This post focuses on Galois’s silicon projects and related research efforts around asynchronous circuit design as we approach the 27th IEEE International Symposium on Asynchronous Circuits and Systems (ASYNC 2021), to be hosted by Galois as a virtual conference September 7–10, 2021.
In a recent blog post, we shared Galois’s interest in asynchronous circuit design. Asynchronous circuit operations are synchronized using local handshake protocols, rather than the global clock signals found in conventional synchronous designs. In the last blog post, we discussed how asynchronous design can overcome bottlenecks in synchronous chip designs and produce more energy-efficient chips by eliminating the need for clock gating and enabling voltage scaling.
So why are synchronous designs still the industry standard? The lack of adoption of asynchronous design stems in part from (1) the lack of robust tools to develop, synthesize, and validate asynchronous circuits; and (2) the difficulties in designing correct and efficient asynchronous circuits. In particular, the bundled data-style asynchronous circuits used in Galois’s projects are subject to subtle bugs in timing assumptions that could lead to data loss.

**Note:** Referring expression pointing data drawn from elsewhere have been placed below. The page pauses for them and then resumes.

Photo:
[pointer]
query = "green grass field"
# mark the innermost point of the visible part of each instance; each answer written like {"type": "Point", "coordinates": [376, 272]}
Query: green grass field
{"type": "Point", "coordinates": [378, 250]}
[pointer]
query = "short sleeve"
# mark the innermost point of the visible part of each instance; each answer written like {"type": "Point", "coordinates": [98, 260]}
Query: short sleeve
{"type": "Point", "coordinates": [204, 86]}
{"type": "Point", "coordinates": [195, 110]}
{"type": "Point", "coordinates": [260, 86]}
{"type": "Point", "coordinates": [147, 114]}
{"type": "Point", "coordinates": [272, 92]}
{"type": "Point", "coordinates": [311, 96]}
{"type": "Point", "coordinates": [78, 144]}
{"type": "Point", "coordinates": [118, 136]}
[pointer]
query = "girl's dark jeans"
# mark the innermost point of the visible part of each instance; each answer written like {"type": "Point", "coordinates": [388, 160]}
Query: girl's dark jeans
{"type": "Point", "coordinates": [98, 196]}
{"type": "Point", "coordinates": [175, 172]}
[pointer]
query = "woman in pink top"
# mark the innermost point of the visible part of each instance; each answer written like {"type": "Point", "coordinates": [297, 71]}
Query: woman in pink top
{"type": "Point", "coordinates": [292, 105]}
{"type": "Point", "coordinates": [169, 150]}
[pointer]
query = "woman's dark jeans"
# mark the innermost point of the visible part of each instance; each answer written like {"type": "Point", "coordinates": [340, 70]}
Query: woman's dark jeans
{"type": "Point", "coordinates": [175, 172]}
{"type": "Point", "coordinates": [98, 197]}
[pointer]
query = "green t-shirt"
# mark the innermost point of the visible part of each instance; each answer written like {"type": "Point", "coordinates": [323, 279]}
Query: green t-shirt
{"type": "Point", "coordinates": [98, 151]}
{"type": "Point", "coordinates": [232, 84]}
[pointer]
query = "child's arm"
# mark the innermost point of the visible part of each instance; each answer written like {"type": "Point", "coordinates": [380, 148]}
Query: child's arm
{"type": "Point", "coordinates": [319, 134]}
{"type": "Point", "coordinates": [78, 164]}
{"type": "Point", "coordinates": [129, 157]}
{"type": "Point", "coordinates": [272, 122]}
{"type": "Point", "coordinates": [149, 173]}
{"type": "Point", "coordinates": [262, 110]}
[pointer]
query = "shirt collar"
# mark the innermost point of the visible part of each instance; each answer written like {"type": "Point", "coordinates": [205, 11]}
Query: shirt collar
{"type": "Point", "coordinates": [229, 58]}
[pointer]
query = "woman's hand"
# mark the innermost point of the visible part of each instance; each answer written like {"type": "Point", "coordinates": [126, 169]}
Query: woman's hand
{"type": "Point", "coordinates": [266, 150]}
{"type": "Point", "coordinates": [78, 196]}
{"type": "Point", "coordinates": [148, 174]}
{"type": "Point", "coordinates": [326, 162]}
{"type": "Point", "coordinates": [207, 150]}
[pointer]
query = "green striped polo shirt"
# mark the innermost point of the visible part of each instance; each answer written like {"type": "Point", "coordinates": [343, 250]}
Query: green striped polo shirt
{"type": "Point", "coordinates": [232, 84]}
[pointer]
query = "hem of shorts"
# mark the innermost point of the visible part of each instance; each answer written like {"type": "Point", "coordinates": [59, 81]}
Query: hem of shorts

To combat these issues, Galois has adopted the technique of desynchronization (Cortadella et al. 2006), whereby we start with a synchronous circuit design and make it asynchronous by carefully replacing the global clock signal with a handshaking protocol driven by local controllers. Desynchronization lets us take advantage of industry-standard synthesis and verification tools targeting synchronous circuits, and provides a principled and reliable way to synthesize asynchronous controllers that preserve circuit behavior. Desynchronization can be implemented with various controller designs; Galois’s projects have mostly used Click components (Peeters 2010) and the timing-resilient Blade template (Hand et al. 2015).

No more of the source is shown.